I bumped into this sentence reading THE MAGIC BARREL by bernard malamud.
[it made practical the necessary without hindering joy.]
Can anybody help me understand what this phrase means? Contextually, 'it' seems to refer to matchmaking, but I cannot grasp the meaning of the sentence itself.
The following is the original paragraph. The brief situation here is, a rabbai has called in a matchmaker, and asking for help, he is talking highly of matchmakers.

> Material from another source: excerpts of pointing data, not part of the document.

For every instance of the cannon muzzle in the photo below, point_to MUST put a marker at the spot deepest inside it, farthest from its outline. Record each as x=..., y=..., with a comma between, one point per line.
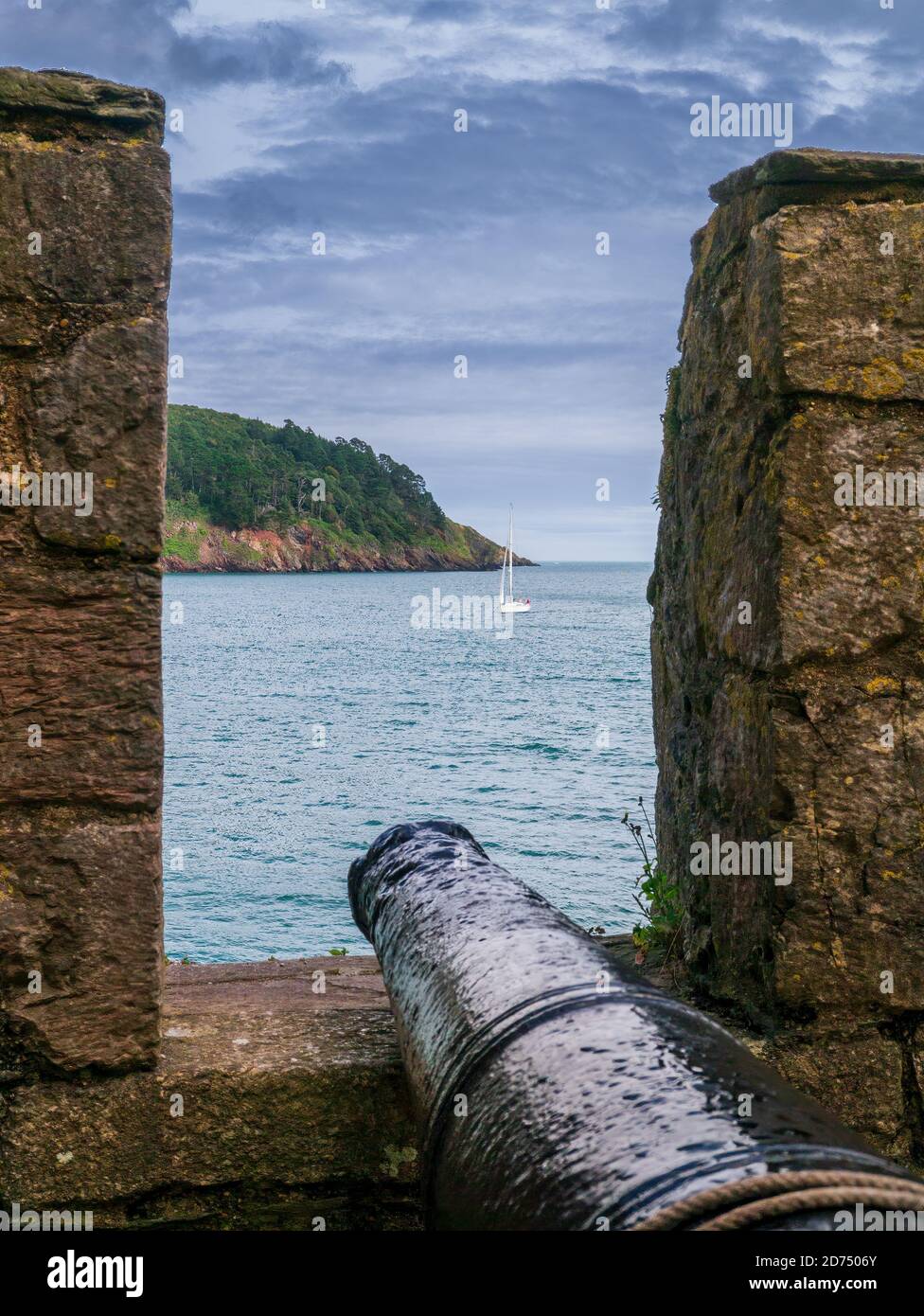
x=557, y=1092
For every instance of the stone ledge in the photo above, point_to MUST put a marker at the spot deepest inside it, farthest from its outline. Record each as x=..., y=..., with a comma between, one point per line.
x=819, y=165
x=293, y=1107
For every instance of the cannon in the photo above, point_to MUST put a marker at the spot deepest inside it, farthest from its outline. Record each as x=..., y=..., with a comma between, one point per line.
x=556, y=1090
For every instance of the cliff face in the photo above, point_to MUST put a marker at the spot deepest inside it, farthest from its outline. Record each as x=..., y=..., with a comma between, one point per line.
x=194, y=545
x=788, y=637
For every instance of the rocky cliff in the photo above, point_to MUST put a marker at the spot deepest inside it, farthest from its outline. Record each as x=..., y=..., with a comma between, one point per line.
x=196, y=545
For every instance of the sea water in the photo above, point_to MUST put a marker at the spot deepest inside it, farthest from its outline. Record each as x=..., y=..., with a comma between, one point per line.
x=306, y=714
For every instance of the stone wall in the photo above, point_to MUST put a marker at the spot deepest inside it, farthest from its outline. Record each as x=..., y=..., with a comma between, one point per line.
x=788, y=636
x=84, y=259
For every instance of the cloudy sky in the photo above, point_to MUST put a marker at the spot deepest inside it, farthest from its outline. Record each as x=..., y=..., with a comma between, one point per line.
x=337, y=117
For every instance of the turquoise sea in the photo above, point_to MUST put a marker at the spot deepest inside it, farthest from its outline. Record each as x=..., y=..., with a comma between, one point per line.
x=304, y=714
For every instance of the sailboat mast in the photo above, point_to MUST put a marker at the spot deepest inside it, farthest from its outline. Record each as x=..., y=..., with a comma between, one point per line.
x=509, y=549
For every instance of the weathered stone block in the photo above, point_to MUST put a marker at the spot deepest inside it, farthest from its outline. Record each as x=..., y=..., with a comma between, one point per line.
x=278, y=1097
x=789, y=627
x=84, y=259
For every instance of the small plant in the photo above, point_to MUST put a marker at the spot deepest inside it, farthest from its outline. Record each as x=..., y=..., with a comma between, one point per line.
x=660, y=899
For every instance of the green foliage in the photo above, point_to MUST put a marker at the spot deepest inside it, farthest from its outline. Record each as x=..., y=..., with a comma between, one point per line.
x=660, y=899
x=243, y=472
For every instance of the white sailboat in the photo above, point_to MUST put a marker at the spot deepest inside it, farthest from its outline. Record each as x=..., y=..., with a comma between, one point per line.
x=506, y=599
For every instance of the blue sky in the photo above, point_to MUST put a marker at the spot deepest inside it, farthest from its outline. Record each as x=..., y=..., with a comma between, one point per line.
x=438, y=243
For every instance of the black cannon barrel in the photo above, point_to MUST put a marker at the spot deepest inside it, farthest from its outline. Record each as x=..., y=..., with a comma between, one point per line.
x=555, y=1090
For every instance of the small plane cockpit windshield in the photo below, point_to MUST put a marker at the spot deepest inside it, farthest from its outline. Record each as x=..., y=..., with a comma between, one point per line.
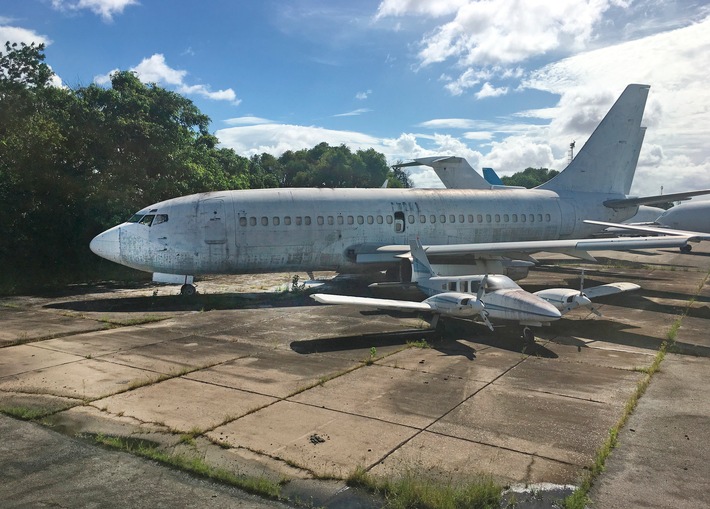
x=500, y=283
x=148, y=219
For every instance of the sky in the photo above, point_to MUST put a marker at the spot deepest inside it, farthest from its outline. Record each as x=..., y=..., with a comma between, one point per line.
x=506, y=84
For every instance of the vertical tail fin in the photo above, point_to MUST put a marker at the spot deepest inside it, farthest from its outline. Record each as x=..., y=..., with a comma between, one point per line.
x=607, y=162
x=454, y=172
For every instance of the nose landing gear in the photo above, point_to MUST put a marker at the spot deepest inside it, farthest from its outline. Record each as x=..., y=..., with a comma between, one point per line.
x=188, y=290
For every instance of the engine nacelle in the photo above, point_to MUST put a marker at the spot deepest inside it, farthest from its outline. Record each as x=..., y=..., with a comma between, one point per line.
x=462, y=305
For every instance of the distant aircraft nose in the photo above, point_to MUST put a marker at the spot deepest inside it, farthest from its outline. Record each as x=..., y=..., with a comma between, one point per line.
x=107, y=244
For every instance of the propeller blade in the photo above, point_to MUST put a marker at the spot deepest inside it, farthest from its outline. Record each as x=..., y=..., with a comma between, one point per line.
x=484, y=317
x=482, y=288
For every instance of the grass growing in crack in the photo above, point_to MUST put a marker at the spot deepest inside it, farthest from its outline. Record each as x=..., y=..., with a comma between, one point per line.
x=411, y=490
x=421, y=343
x=256, y=485
x=117, y=322
x=25, y=413
x=580, y=498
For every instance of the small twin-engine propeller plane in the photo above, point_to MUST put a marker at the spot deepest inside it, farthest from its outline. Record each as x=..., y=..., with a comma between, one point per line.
x=483, y=297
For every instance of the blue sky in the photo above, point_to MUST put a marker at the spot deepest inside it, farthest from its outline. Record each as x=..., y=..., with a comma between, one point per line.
x=505, y=83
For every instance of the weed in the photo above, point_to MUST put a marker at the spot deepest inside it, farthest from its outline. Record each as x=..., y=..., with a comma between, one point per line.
x=421, y=343
x=257, y=485
x=411, y=490
x=24, y=413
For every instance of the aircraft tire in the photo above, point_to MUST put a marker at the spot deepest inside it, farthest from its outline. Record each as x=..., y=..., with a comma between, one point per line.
x=528, y=336
x=188, y=290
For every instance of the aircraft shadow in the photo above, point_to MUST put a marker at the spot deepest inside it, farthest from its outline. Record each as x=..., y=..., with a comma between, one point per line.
x=447, y=341
x=617, y=333
x=199, y=302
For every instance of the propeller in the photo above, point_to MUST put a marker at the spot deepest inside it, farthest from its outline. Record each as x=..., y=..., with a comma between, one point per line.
x=481, y=306
x=582, y=300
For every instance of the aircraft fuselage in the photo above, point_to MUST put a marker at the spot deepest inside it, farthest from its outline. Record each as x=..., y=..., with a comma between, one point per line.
x=272, y=230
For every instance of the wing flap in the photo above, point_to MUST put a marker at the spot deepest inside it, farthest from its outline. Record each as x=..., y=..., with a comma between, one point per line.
x=609, y=289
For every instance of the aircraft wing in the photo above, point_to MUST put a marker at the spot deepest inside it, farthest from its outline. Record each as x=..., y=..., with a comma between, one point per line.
x=659, y=230
x=609, y=289
x=520, y=250
x=372, y=303
x=651, y=200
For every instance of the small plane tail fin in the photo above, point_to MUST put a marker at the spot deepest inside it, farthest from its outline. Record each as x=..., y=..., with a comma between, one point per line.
x=607, y=162
x=421, y=268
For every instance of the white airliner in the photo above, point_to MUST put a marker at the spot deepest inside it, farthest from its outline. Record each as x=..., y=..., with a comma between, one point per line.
x=483, y=298
x=466, y=231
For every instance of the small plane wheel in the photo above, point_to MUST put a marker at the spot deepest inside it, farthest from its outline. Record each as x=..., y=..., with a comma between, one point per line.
x=528, y=336
x=188, y=290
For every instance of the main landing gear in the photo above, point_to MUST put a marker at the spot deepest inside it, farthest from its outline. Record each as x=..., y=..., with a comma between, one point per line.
x=188, y=290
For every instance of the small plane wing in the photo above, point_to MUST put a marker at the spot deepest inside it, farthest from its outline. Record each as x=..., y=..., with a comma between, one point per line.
x=368, y=302
x=654, y=228
x=574, y=247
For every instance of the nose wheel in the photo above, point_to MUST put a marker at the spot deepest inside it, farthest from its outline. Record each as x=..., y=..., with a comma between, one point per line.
x=528, y=336
x=188, y=290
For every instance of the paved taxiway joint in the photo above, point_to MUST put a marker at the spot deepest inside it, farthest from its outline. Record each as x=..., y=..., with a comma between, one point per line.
x=287, y=389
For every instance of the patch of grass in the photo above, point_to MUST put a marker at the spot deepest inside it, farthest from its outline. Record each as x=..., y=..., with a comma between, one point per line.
x=580, y=498
x=25, y=413
x=257, y=485
x=422, y=343
x=411, y=490
x=127, y=322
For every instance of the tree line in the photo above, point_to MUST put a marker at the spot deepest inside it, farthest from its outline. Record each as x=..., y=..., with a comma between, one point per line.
x=76, y=161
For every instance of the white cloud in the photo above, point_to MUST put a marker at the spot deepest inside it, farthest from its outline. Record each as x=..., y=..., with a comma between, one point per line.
x=488, y=90
x=675, y=153
x=104, y=8
x=154, y=69
x=18, y=35
x=247, y=120
x=418, y=7
x=354, y=113
x=449, y=123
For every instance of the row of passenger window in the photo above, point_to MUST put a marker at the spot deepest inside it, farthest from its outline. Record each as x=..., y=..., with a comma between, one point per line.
x=433, y=218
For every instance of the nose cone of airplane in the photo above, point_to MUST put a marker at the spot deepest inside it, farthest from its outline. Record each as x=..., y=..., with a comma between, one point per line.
x=107, y=245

He at once informed Salzman why he had asked him to come, explaining that his home was in Cleveland, and that but for his parents, who had married comparatively late in life, he was alone in the world. He had for six years devoted himself almost entirely to his studies, as a result of which, understandably, he had found himself without time for a social life and the company of young women. Therefore he thought it the better part of trial and error—of embarrassing fumbling—to call in an experienced person to advise him on these matters. He remarked in passing that the function of the marriage broker was ancient and honorable, highly approved in the Jewish community, because it made practical the necessary without hindering joy. Moreover, his own parents had been brought together by a matchmaker. They had made, if not a financially profitable marriage—since neither had possessed any worldly goods to speak of—at least a successful one in the sense of their everlasting devotion to each other. Salzman listened in embarrassed surprise, sensing a sort of apology. Later, however, he experienced a glow of pride in his work, an emotion that had left him years ago, and he heartily approved of Finkle.